2004年度

Journal of Electron Spectroscopy and Related Phenomena


320679
Soft X-ray emission spectroscopy of polycyclic aromatic hydrocarbons
村松康司 ; 冨澤加奈* ; Denlinger, J. D.* ; Perera, R. C. C.*
Journal of Electron Spectroscopy and Related Phenomena 137-140(1-3), p.823-826(2004) ; (JAERI-J 21111)

 多環式芳香族化合物(PAH)のCKX線発光スペクトルを測定した.分子を構成する炭素原子のうち,分子端の水素化された炭素原子の割合が高いほど,発光ピークのエネルギー位置が高エネルギー側にシフトした.分子軌道計算による解析から,このエネルギーシフトは上記二種類の炭素原子の割合に依存することが確認された.


320926
NEXAFS spectra of an epitaxial boron nitride film on Ni(111)
下山巖 ; 馬場祐治 ; 関口哲弘 ; Nath, K. G.*
Journal of Electron Spectroscopy and Related Phenomena 137-140, p.573-578(2004) ; (JAERI-J 21327)

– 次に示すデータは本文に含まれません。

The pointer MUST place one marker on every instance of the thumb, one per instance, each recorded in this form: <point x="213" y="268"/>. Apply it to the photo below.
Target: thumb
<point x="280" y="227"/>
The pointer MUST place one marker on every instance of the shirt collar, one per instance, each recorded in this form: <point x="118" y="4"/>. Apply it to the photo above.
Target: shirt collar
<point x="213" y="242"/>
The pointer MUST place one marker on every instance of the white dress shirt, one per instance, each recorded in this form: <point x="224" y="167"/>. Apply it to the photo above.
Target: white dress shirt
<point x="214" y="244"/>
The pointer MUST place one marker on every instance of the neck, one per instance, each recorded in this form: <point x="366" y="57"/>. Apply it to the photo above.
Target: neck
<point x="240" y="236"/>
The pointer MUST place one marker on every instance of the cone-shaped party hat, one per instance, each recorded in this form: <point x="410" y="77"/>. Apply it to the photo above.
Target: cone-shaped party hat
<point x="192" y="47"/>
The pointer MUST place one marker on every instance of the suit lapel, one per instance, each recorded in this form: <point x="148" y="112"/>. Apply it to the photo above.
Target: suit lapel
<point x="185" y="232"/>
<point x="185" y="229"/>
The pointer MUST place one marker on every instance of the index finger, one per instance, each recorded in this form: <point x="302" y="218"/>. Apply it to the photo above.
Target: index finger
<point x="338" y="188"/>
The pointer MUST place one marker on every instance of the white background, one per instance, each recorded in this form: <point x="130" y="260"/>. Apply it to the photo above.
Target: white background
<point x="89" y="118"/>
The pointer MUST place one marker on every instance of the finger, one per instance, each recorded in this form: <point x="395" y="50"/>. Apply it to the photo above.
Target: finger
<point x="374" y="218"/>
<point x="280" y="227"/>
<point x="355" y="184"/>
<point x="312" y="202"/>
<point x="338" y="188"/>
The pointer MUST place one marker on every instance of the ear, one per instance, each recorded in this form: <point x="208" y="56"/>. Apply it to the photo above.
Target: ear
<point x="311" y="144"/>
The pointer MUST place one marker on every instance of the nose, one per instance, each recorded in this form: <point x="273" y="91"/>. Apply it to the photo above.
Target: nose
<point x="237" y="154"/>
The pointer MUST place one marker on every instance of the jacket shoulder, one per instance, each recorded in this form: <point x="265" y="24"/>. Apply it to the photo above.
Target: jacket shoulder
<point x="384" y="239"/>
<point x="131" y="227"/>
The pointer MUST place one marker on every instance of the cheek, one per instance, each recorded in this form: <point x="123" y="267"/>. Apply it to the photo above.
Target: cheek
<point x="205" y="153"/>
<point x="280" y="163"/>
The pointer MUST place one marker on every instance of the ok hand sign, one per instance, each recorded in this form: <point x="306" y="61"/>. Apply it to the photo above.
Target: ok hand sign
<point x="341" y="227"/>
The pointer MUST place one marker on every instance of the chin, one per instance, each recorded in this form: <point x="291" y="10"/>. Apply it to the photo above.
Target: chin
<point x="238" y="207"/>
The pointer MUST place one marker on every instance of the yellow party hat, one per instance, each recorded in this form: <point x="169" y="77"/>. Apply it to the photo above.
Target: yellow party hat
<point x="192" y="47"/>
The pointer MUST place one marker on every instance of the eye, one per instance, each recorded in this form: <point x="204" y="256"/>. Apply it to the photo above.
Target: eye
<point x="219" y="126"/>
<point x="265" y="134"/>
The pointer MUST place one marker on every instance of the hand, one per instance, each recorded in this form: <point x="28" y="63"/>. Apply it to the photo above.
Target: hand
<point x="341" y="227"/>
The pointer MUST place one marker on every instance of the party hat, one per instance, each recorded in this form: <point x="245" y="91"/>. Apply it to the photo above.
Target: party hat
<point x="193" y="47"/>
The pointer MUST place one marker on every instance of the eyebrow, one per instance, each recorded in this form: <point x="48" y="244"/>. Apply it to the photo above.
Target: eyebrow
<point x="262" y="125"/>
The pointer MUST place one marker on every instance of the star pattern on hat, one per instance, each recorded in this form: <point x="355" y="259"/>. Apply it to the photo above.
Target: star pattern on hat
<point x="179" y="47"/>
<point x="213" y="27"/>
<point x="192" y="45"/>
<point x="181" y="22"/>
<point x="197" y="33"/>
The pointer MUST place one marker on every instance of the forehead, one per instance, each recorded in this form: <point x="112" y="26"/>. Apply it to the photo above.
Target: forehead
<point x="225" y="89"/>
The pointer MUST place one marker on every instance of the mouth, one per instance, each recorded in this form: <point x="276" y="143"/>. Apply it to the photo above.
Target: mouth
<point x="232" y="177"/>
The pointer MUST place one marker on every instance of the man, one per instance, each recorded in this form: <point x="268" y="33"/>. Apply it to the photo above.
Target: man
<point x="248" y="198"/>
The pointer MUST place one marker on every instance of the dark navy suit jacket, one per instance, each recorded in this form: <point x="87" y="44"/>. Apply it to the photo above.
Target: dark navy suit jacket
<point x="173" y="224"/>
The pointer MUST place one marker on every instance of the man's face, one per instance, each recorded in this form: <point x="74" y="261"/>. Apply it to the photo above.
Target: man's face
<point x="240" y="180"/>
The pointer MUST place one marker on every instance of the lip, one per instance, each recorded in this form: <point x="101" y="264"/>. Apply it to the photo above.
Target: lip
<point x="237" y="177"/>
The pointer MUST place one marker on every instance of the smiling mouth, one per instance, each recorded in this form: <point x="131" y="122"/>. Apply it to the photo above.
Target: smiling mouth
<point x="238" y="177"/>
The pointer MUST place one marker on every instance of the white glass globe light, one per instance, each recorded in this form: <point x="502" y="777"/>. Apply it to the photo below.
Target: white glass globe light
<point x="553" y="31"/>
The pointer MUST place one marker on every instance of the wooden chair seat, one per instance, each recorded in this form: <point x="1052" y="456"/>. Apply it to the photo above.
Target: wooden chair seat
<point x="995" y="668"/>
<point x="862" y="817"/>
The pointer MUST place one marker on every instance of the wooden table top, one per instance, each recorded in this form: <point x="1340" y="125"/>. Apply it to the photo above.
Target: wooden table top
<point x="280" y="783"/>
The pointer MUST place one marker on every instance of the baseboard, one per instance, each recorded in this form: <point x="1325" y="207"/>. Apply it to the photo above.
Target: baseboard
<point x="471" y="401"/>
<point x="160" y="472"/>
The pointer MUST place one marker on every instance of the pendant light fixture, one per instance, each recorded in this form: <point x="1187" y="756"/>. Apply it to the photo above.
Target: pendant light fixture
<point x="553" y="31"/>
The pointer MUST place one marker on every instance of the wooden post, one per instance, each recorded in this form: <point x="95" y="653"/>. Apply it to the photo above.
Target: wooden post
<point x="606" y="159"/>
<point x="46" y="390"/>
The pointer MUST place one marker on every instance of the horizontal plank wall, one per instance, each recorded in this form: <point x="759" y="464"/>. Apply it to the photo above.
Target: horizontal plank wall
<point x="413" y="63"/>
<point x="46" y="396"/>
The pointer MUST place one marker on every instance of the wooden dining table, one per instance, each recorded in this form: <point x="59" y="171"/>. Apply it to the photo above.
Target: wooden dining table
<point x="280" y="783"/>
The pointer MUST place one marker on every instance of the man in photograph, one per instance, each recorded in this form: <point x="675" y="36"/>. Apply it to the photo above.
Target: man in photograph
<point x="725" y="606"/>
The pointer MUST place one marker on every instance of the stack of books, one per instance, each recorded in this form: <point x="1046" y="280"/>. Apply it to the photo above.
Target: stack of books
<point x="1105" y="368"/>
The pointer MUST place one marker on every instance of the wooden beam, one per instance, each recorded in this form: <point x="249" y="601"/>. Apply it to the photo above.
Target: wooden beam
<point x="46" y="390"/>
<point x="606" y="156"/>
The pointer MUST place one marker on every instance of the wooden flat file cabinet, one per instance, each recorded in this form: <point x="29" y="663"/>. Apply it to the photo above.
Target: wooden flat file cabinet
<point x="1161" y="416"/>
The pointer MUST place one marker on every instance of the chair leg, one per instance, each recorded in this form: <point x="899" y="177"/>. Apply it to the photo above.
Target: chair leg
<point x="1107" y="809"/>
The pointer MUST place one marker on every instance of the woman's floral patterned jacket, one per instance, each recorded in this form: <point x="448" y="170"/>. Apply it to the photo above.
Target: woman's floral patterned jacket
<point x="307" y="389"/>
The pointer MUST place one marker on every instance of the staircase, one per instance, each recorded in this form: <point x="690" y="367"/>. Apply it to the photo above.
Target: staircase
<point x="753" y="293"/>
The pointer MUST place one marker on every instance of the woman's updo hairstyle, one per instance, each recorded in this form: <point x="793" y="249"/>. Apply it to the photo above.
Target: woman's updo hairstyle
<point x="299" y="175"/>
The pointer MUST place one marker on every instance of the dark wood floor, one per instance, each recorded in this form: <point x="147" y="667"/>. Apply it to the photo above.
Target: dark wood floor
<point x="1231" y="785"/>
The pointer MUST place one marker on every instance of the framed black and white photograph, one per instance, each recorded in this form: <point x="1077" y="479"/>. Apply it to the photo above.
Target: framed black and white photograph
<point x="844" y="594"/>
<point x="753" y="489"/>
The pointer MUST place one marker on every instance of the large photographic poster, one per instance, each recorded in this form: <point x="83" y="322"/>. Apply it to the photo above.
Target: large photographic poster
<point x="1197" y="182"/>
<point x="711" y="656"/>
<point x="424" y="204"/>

 六方晶窒化ホウ素(h-BN)はグラファイト構造の2次元的な異方性を持つワイドバンドギャップ化合物であり,超薄膜絶縁体の材料として興味深い対象である.近年そのエピタキシャル薄膜がNi(111)上に形成されることが明らかになった.そこでわれわれは吸収端近傍X線微細構造(NEXAFS)分光法を用いてこのエピタキシャル薄膜の電子構造を調べた.h-BNエピタキシャル薄膜生成にはボラジン(B3N3H6)を用いた.真空中で加熱したNi(111)基板にボラジンガスを吹き付けることによって約1〜2層のh-BN薄膜を得た.薄膜とバルクの電子構造の違いを調べるため両者のNEXAFSスペクトルを測定した.バルクh-BNはホウ素K吸収端のNEXAFSスペクトルにおいて1s→π*遷移に帰属される特徴的な一本のπ*ピークを示す.一方h-BN薄膜のスペクトルはバルクのスペクトルに観測されたπ*ピークの高エネルギー側に新しいピークを示した.NEXAFSスペクトルの偏光依存性解析によりこのピークはπ*ピークに帰属された.この結果はh-BNエピタキシャル薄膜のπ*バンドがバルクh-BNのπ*バンドと明らかに異なることを示しており,基板との相互作用によりh-BNの伝導帯における電子構造の変容が生じたことを示唆している.